Imposter Syndrome has a perhaps too-close-to-home meaning for many graduate students. Like many, I go through periods of doubting my own ideas, interests and conclusions. However, the meeting of ecologists in Monterey this weekend helped to assuage these doubts. I met a recent faculty hire who is thinking about some of the same pelagic-nearshore marine connectivity questions that I’ve been thinking about for years. This seems minor, but was surprisingly affirming. So affirming, that I’m now considering writing a synthesis about what we know and don’t know on the topic!

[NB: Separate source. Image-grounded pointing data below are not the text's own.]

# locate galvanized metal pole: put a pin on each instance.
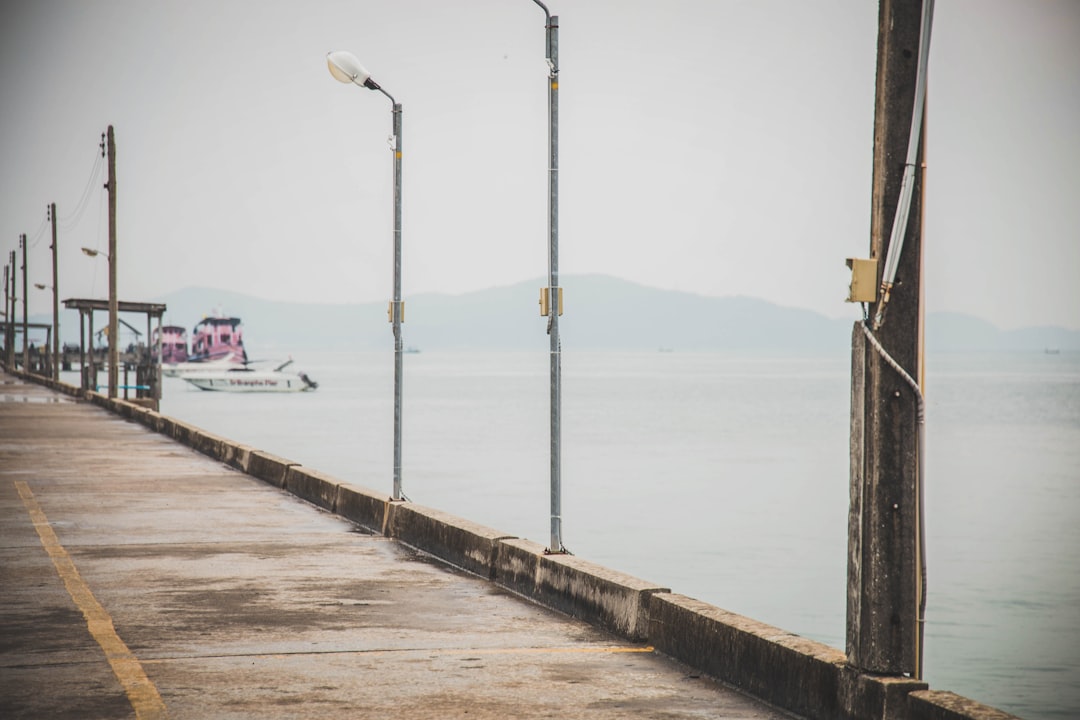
(396, 308)
(113, 301)
(11, 313)
(554, 295)
(26, 337)
(7, 314)
(56, 301)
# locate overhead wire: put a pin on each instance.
(69, 221)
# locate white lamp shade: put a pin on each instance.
(345, 67)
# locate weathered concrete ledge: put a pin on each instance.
(790, 671)
(599, 596)
(363, 506)
(785, 669)
(941, 705)
(459, 542)
(316, 488)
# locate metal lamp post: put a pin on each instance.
(346, 68)
(113, 324)
(551, 297)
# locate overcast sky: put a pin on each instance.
(719, 147)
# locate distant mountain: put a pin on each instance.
(601, 313)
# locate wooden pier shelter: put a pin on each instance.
(147, 364)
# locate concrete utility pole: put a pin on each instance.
(26, 337)
(113, 303)
(56, 301)
(883, 578)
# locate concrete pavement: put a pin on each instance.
(142, 579)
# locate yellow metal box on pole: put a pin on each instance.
(863, 286)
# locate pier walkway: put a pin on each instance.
(139, 578)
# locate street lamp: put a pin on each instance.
(346, 68)
(551, 297)
(113, 324)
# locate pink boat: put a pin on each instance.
(174, 344)
(215, 338)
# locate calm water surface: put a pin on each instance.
(725, 477)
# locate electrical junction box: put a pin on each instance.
(863, 286)
(545, 300)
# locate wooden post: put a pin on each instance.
(113, 302)
(883, 583)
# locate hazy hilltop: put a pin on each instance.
(601, 313)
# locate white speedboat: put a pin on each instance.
(248, 380)
(198, 367)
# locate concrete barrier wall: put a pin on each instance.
(793, 673)
(363, 506)
(785, 669)
(316, 488)
(939, 705)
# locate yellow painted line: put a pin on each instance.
(142, 693)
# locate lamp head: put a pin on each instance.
(345, 67)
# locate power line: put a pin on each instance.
(68, 221)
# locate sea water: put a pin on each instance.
(725, 477)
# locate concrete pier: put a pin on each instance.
(150, 569)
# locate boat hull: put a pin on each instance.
(240, 381)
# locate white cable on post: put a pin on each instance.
(906, 186)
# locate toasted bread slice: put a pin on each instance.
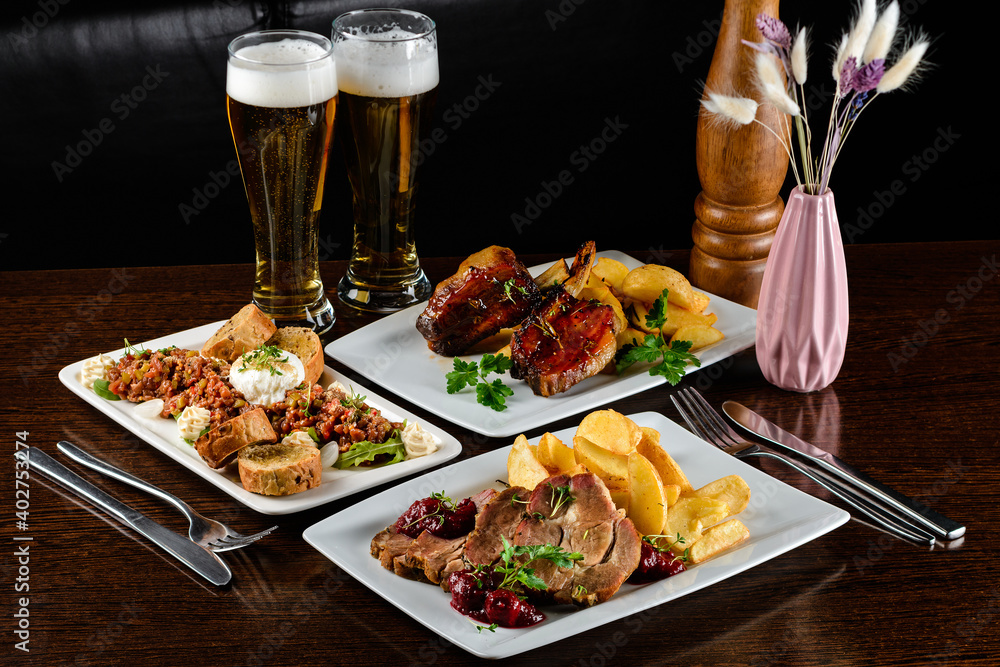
(279, 469)
(218, 446)
(246, 330)
(304, 344)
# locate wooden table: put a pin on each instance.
(915, 405)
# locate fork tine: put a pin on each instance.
(718, 426)
(695, 428)
(229, 542)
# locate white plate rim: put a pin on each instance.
(375, 350)
(342, 485)
(797, 518)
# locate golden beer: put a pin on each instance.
(387, 72)
(281, 101)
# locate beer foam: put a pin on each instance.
(381, 66)
(288, 73)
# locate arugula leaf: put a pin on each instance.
(472, 374)
(365, 451)
(673, 357)
(101, 389)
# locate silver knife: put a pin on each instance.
(938, 524)
(199, 559)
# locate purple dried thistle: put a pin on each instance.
(847, 74)
(774, 30)
(868, 76)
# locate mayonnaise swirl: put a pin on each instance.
(95, 368)
(418, 442)
(192, 422)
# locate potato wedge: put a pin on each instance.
(677, 318)
(670, 472)
(556, 274)
(700, 335)
(717, 539)
(647, 282)
(732, 489)
(610, 430)
(523, 467)
(689, 516)
(612, 468)
(611, 272)
(557, 457)
(647, 504)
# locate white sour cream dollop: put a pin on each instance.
(95, 368)
(300, 438)
(192, 422)
(264, 378)
(418, 442)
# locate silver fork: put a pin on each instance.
(705, 422)
(203, 531)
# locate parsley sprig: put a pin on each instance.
(515, 558)
(473, 374)
(672, 357)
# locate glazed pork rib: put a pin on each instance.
(564, 341)
(491, 290)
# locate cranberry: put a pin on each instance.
(436, 516)
(504, 608)
(655, 565)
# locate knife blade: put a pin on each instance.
(199, 559)
(939, 525)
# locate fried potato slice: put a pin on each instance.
(647, 505)
(666, 466)
(717, 539)
(647, 282)
(612, 468)
(689, 516)
(732, 489)
(556, 274)
(677, 318)
(556, 456)
(523, 467)
(699, 335)
(611, 272)
(610, 430)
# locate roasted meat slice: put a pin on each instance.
(577, 513)
(565, 340)
(491, 290)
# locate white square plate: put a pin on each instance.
(779, 518)
(393, 354)
(162, 434)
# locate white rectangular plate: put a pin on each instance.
(779, 518)
(393, 354)
(162, 434)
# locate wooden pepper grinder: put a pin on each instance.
(741, 170)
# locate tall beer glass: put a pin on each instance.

100 years is a long time! This society has promoted the study of natural history on the West coast, and members have been incredibly influential in shaping the larger field of ecology. I now find myself grappling with what I think the future of the Western Society of Naturalists should be. I think that maintaining a focus on natural history (in an era when mathematical models and global syntheses often fill top journals) is essential. To lose this focus and the inspiration that it gives to me would be a shame. But, what else could the future of WSN look like? Could the society use its large, influential membership to encourage diversity in ecology (more on this below), encourage open and reproducible science, or shape relevant marine policy? Faced with collapsing fisheries, large-scale coastal habitat degradation and difficult decisions regarding marine use, should WSN continue to shy away from advocacy? I’m not sure how this would look (and certainly acknowledge that advocacy from respected scientists is risky), but I’m now pondering if there are issues today that warrant this risk.
WOMEN IN ECOLOGY
As part of the 100th anniversary celebration, President Jay Stachowicz solicited recommendations and votes for the 100 most influential papers in the field of ecology to-date. On Saturday night, he presented the results, and the top papers are all certainly deserving of accolade. However, I came away from the presentation deflated. Not a single paper discussed was first-authored by a woman. While I understand that we can’t change the history of the sciences (few women, dominated by rich white men), we can make a conscious effort not to overlook contributions made by women now (how were Jane Lubchenco’s papers not mentioned?!). I am disappointed that Dr. Stachowicz didn’t think to acknowledge that men may have been the history of the field, but that moving forward and tackling the wicked ecological problems of today will take a much more diverse set of minds, including the minds of the many women in ecology.